The Hidden Danger of GRC
Does anyone remember the world before GRC? I know it seems like decades ago but the fact is solutions such as SAP GRC are a relatively new phenomenon. Until recently, most of us were working with SU01 and SUIM. While such tools have undoubtedly made life easier for administrators and auditors alike, there’s a hidden danger associated with their use that I’ve observed over and over again when clients rely too heavily on them to secure their environments.
Before we get to that, here’s a brief survey of GRC platforms for readers looking to adopt or switch solutions:
Today’s GRC landscape is far more complex than a simple toss-up between Approva and SAP GRC (formerly Virsa). Although these platforms remain the most popular among large companies with thousands or even tens of thousands of users, the market includes a number of new upstarts that are worth considering if you’re looking to save some serious dollars without sacrificing functionality. This includes Alert Enterprise, Security Weaver, Xpandion and CSI Tools (the links are provided below). All of these vendors offer a suite of scalable applications designed to provision user access, monitor segregation of duties in real time and automate user access reviews.
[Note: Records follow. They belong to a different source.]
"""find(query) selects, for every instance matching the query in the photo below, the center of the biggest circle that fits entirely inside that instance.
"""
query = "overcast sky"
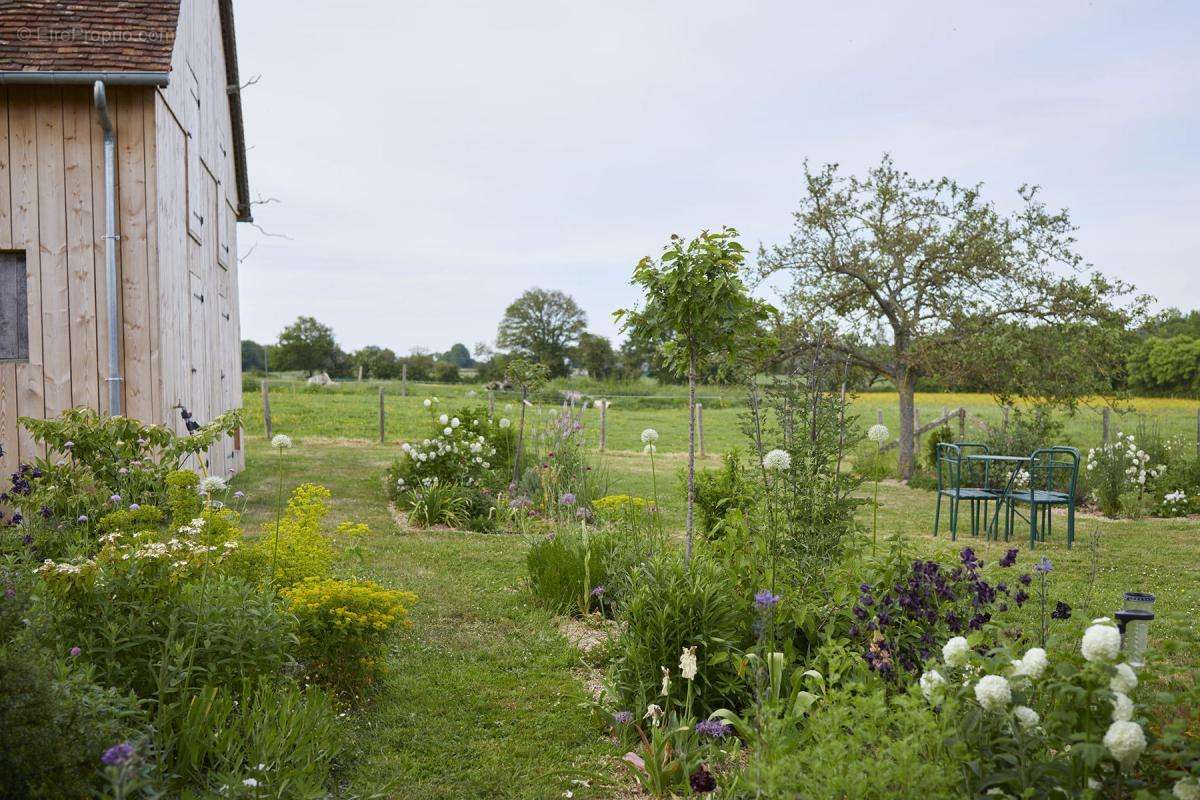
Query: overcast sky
(435, 158)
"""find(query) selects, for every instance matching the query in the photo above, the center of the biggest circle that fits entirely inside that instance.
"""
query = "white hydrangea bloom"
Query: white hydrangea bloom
(1101, 643)
(1026, 717)
(930, 683)
(1032, 663)
(1126, 680)
(778, 459)
(1122, 708)
(879, 433)
(993, 692)
(955, 651)
(1187, 788)
(1126, 740)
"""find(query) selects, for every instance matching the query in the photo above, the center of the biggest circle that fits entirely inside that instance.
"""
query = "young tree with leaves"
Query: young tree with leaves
(923, 277)
(697, 307)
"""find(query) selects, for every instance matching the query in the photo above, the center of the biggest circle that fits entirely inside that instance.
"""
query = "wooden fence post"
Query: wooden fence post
(267, 409)
(604, 423)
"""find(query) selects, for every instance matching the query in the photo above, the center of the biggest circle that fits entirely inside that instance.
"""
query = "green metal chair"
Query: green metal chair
(954, 485)
(1054, 477)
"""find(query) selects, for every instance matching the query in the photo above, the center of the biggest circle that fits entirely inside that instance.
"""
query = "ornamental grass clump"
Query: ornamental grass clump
(343, 627)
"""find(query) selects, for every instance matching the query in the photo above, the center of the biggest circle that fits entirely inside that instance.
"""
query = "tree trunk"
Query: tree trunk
(907, 390)
(691, 450)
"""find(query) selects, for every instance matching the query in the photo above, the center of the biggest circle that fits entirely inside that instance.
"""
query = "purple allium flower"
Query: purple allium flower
(714, 728)
(765, 600)
(118, 755)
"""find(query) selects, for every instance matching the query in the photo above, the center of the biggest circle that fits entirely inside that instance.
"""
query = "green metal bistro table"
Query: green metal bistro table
(1014, 463)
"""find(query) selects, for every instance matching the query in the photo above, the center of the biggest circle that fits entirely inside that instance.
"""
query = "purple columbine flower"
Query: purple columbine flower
(765, 600)
(714, 728)
(118, 755)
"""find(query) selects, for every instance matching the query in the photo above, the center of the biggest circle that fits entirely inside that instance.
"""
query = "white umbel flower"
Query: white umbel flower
(1026, 717)
(930, 683)
(688, 663)
(994, 692)
(1101, 643)
(1126, 680)
(955, 651)
(778, 461)
(1122, 707)
(1125, 740)
(1187, 788)
(1031, 665)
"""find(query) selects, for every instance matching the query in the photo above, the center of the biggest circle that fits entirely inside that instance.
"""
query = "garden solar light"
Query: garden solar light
(1134, 623)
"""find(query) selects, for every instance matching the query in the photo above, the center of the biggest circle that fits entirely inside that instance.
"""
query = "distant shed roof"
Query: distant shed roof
(87, 35)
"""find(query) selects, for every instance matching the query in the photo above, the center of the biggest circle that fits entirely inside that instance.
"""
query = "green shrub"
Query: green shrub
(282, 737)
(343, 627)
(671, 607)
(54, 726)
The pros and cons of the different platforms depend upon what you’re looking for. However, one very important piece of advice is to define your requirements very clearly and stick to them throughout the selection process. This way, you won’t be swayed by clever marketing that offers you bells and whistles you’ll never use. I’ve lost count of the number of times I’ve seen security and audit groups buy vast GRC suites to monitor everything in sight when in fact all they really needed was a basic tool to check their authorizations once a year or, at best, every quarter. Truth be told, if this is what you’re looking for, you should consider sticking with SAP SUIM. It may be so slow and cumbersome, but it gets the job done for next to nothing.
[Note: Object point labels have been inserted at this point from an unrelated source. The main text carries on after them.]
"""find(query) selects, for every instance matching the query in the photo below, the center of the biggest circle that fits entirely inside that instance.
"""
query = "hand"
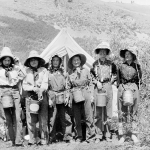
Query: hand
(36, 89)
(113, 79)
(92, 99)
(99, 85)
(66, 101)
(78, 70)
(50, 103)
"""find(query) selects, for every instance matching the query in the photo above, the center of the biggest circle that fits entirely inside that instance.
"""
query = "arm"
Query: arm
(44, 84)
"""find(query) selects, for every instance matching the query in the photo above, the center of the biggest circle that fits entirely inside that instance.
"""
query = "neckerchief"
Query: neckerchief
(7, 70)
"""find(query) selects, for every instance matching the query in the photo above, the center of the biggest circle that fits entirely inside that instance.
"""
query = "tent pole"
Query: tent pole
(65, 64)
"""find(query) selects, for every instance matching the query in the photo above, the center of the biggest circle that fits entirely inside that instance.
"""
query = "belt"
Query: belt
(8, 86)
(105, 81)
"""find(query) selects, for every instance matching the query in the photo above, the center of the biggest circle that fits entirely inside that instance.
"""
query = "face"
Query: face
(34, 62)
(128, 56)
(102, 54)
(56, 62)
(76, 61)
(7, 61)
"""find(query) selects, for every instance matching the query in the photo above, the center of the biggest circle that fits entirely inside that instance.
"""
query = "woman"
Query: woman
(105, 73)
(58, 101)
(79, 81)
(35, 85)
(9, 79)
(129, 79)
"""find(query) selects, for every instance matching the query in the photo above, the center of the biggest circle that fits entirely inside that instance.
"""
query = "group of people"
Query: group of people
(77, 104)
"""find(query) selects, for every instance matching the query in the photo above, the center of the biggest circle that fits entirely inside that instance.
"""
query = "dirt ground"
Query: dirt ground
(74, 146)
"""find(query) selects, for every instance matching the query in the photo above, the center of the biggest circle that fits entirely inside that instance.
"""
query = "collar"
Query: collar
(74, 69)
(132, 63)
(53, 70)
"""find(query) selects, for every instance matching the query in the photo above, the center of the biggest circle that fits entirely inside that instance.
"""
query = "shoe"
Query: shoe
(97, 141)
(108, 139)
(43, 142)
(121, 141)
(78, 140)
(135, 139)
(70, 141)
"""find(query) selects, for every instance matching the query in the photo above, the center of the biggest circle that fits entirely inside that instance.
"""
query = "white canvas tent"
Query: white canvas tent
(64, 45)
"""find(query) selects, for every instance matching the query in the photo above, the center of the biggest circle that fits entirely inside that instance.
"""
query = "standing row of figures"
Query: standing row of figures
(76, 105)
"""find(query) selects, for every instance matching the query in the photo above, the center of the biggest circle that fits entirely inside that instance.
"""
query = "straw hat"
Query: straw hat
(82, 56)
(6, 52)
(103, 45)
(34, 54)
(132, 49)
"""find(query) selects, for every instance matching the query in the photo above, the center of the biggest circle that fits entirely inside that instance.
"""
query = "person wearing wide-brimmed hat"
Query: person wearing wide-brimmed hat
(104, 72)
(79, 82)
(59, 110)
(36, 84)
(129, 80)
(9, 78)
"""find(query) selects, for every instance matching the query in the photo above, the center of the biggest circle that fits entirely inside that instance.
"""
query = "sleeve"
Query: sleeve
(44, 84)
(27, 86)
(139, 71)
(93, 74)
(21, 73)
(114, 69)
(68, 83)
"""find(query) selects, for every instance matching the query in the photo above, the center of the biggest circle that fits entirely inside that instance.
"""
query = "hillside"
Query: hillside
(27, 25)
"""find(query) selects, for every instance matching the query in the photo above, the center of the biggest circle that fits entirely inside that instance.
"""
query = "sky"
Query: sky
(140, 2)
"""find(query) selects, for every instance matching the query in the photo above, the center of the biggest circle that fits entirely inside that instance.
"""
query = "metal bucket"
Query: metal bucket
(34, 106)
(7, 101)
(60, 98)
(78, 95)
(101, 99)
(128, 98)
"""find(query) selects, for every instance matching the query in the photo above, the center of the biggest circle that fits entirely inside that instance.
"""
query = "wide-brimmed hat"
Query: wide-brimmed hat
(6, 52)
(34, 54)
(103, 45)
(132, 50)
(82, 57)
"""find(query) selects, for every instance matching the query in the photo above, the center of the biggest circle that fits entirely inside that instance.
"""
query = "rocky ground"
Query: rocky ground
(103, 145)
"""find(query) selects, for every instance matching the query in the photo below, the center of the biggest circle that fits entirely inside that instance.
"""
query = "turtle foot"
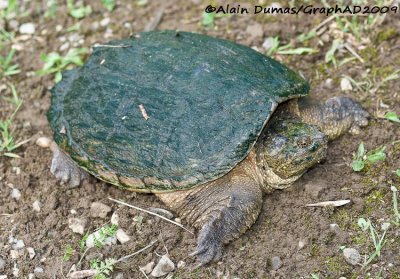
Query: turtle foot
(64, 169)
(232, 210)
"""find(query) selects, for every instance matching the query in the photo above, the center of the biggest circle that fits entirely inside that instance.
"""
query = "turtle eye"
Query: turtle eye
(304, 142)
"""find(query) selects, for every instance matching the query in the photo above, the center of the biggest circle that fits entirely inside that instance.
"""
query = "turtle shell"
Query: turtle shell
(167, 110)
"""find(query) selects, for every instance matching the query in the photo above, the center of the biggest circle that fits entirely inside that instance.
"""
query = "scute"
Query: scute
(207, 101)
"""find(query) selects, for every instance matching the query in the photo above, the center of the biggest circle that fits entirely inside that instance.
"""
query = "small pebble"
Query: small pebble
(111, 240)
(43, 142)
(115, 218)
(180, 264)
(15, 194)
(334, 227)
(276, 263)
(16, 271)
(19, 244)
(148, 267)
(163, 212)
(64, 46)
(2, 264)
(98, 209)
(13, 24)
(329, 83)
(122, 236)
(27, 28)
(105, 21)
(16, 170)
(95, 255)
(31, 252)
(163, 267)
(302, 244)
(14, 254)
(36, 206)
(77, 225)
(38, 269)
(352, 256)
(345, 85)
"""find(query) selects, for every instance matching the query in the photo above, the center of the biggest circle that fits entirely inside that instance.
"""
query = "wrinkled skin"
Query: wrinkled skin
(294, 140)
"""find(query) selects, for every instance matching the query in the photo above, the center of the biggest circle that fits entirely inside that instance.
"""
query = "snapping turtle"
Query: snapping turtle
(206, 124)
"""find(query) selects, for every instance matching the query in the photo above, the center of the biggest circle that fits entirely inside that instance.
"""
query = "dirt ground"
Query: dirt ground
(305, 239)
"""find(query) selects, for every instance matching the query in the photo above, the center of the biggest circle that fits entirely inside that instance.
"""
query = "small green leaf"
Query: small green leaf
(12, 155)
(392, 116)
(108, 4)
(377, 154)
(363, 224)
(357, 165)
(58, 77)
(361, 151)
There’s also another important benefit to persevering with standard SAP functions that’s often overlooked: working directly with SAP builds a familiarity and depth of understanding of your environment that’s hard to form when you’re dealing with SAP through GRC tools. It also requires more intellectual effort and therefore forces users to develop their investigative skills rather than rely upon canned queries and reports.
In the grand scheme of things, these are minor drawbacks. We could just as easily argue that the enormous time and effort freed up by GRC tools allows resources to be devoted to more value-added areas. True, but there is a far bigger concern that can’t be so easily dismissed.
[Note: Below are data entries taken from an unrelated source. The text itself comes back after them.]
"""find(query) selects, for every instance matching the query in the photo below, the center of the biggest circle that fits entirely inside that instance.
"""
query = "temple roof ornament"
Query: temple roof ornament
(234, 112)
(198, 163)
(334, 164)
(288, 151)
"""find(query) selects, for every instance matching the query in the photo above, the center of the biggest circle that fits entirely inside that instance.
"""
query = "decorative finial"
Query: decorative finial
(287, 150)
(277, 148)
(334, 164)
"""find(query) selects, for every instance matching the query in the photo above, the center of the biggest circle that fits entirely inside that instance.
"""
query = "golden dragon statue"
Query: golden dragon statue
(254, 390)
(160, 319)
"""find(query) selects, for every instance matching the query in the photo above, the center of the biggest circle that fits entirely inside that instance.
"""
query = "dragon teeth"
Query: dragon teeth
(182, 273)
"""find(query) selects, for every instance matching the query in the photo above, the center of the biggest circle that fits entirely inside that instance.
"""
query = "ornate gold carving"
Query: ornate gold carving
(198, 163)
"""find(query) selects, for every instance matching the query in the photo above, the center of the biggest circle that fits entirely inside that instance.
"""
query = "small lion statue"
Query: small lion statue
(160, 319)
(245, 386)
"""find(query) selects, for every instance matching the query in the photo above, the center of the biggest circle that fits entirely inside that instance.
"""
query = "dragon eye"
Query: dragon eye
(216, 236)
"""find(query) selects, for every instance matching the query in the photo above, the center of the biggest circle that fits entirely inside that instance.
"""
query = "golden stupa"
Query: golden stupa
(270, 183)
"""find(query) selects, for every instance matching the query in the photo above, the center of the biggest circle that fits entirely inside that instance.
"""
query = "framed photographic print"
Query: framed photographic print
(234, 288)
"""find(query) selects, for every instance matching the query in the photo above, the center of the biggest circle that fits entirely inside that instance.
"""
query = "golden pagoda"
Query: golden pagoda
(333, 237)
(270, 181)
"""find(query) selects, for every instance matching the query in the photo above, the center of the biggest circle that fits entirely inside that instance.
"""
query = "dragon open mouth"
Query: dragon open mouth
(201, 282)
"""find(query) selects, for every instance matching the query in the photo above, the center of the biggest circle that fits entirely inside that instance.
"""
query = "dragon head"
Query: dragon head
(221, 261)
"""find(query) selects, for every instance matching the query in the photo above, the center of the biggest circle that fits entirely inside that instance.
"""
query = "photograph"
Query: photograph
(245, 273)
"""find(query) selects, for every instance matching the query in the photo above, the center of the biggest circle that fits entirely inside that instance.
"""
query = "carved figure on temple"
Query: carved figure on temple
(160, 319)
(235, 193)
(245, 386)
In the minds of those that administer GRC tools, the very notion of what is and isn’t SAP security is closely associated with the scope of the software they use. In other words, these tools shape our conception of security. Time and again, we are lulled into a false sense of security because of the rosy picture painted by GRC software. Often, this turns out be a mirage when we are forced to widen our paradigm to include the security of technical components of SAP that are beyond the scope of these programs. SAP security is about more than authorizations. It’s even deeper than Basis. In fact, it reaches down into the very kernel of SAP. It includes areas that are new to the SAP landscape and others that are often simply overlooked or underestimated. Many of these areas are discussed in our whitepaper Perfect Storm: The Brave New World of SAP Security. The moral of the story is that the results of GRC tools should be taken with a pinch of salt. Locking down critical authorizations, users and configurables doesn’t mean that your SAP systems are secure or even compliant with SOX, PCI or other standards. It’s only a small part of a broader security strategy that should include managing the technical components of SAP Netweaver that can be highly vulnerable to internal and external attack.